For a moment, O'Conners looked from one to the other of the faceless men. "You'll pay for this! I'll sue -"
They advanced again. The disheveled man turned and ran in panic across the field.
Yes, he'd pay, Joe thought tiredly. But it was worth it to see that red tape artist scrambling in the dust. He shuddered when he thought back to that moment when he'd almost believed that O'Conners' way was right.
That young Barnes had died because of carelessness in dealing with the strangers was bitter knowledge. But regulations piled on regulations were not the cure for carelessness.
The red tape promoters added law to law and pretended it was wisdom. They demanded obedience to regulation merely for the sake of regulation, and they had long ceased to think outside the scope of their sacred rules.
But they betrayed themselves when their laws did not cover the situation at hand. There had been the Trojan incident of Malabar Seven. There had been the death of the nine Cordomarians. And there was the death of Barnes.

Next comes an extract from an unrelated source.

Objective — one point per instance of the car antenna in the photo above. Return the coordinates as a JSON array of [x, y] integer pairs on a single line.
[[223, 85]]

There was no simple answer. All the laws in creation could not cover all the cases of emergency aboard interstellar ships. Each had to be made a separate case, and sometimes you could make mistakes that way. But not as many as by the blind application of blanket regulations. The fight that Joe had carried on for so long to have the regulations modified would have to go on.
He turned back to the building and changed from the steel armor suit. Then he went across to the girl who was still waiting in the yellow car.